North by Northwest (1959)
AFI 100 Years… 100 Movies (10th Anniversary Edition) Ranking: #55
Time to get back to the good stuff! Cary Grant, Eva Marie Saint, and James Mason star in Hitchcock’s suave thriller about a man who is mistaken for a non-existent spy. Cary Grant is supposed to be a New York advertising executive, but he could have been a Kansas City vacuum salesman for all the difference it makes. All we see is Grant, polished, debonair, and witty as always, almost unconcerned as he immediately gets kidnapped and forced to drink a whole bottle of bourbon. Now that’s my kind of movie.
“First, a libation… bourbon.”
“You drink it. I’ve had enough stimulation for one day.”
“No, no Mother, I have not been drinking. No, these two men, they poured a whole bottle of bourbon into me!!! No, they didn’t give me a chaser.”
Cocktail #1: Gibson
Cary Grant orders this on the train’s dining car while being seduced by Eva Marie Saint. A twist on a classic martini, the Gibson is made with gin and cocktail onions rather than olives or a lemon twist. From AMC’s Mad Men.
- 2 & 1/2 oz gin
- 3/4 oz dry vermouth
- garnish: 3 or 5 cocktail onions (apparently an even number is unlucky?)
Stir gin and vermouth in a mixing glass with ice. Strain into a martini glass and add garnish. For a drier martini, try rinsing the glass with a splash of vermouth rather than adding the full 3/4 oz, or simply add the vermouth over ice, stir briefly, and pour it out before adding the gin. I’m not a huge martini drinker but I tried it with the full 3/4 oz of dry vermouth, and it was pretty good. Not as overtly salty as a dirty martini, but the pleasant tartness of the vinegar-brined onions was well-balanced and almost sweet.

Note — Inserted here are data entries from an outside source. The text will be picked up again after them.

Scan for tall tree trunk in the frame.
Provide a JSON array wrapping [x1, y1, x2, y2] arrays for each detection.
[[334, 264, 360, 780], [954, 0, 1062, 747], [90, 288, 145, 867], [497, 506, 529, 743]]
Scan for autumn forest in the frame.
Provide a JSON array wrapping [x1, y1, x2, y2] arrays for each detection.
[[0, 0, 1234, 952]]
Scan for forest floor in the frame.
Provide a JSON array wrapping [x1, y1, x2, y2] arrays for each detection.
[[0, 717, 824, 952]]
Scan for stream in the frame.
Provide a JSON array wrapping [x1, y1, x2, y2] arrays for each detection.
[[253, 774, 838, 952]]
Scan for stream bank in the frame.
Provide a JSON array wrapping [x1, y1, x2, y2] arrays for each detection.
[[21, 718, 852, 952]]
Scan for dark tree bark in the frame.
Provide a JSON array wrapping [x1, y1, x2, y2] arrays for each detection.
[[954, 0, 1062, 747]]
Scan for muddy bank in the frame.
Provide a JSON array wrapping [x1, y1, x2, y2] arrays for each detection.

Grant meets a mysterious woman (Eva Marie Saint) on a train, who takes a liking to him and helps him hide from the police, but it turns out she’s actually working with the bad guys who are after him! Dun-dun-dunnnnn!!! I just have to note that Grant’s character, Roger Thornhill, comes off as s bit gullible here; having been recently kidnapped and accused of murder, wouldn’t he be just a tad suspicious as to why a fabulously good-looking woman is so very interested in him?
In fact, Thornhill vacillates wildly between amateur super spy and complete bumbling idiot – he can easily outsmart hotel security, scale tall buildings, and finagle himself a police escort when the bad guys are breathing down his neck, but he doesn’t have the common sense to not touch a knife sticking out of someone’s back when he’s not the one that put it there?!? Buuuuut because he’s Cary Grant in an Alfred Hitchcock movie, he pulls it off flawlessly, and keeps us engaged and in suspense the whole time.
Cocktail #2: Aviation
In honor of the unforgettable plane chase scene. Grant is pursued by a seemingly innocuous crop duster, which you wouldn’t think would be able to cause that much damage, but he skillfully manages to make it crash into an oil tanker and burst into flames, making his escape while a crowd of onlookers gather to gawk at the spectacle. Courtesy of Speakeasy Cocktails.
- 2 oz gin
- 1/4 oz maraschino liquor
- 1 bar spoon creme de violette
- 1/2 oz fresh lemon juice
Shake all ingredients in a cocktail shaker with ice. Strain into a coupe glass.
Thornhill finally realizes that his mystery woman is in league with the men who are ultimately after him, and gets upset and insults her, but it’s ok! Because she’s actually an undercover agent. Duh. Thornhill himself is rather quickly enlisted as a government agent as well, which is ALWAYS the most practical solution. Not! Blondie shoots him (with blanks) but don’t worry, she still loves him! They kiss in the woods, fool the bad guys, scale the face of Mount Rushmore, and end by making love on a train, in one of the slickest transitions I’ve ever seen on film (he pulls her up from the mountain ledge and onto the bed of their sleeper car), complete with obligatory shot of a train entering a tunnel (lol).
Whatever government agency was in charge of this whole ordeal really needs to get some better operatives… Eva Marie Saint can barely run in heels, not to mention her (lack of) rock climbing skills! 😀
And to think the following qualifies as foreplay:
“How do I know you aren’t a murderer?”
“And maybe you’re planning to murder me, right here, tonight.”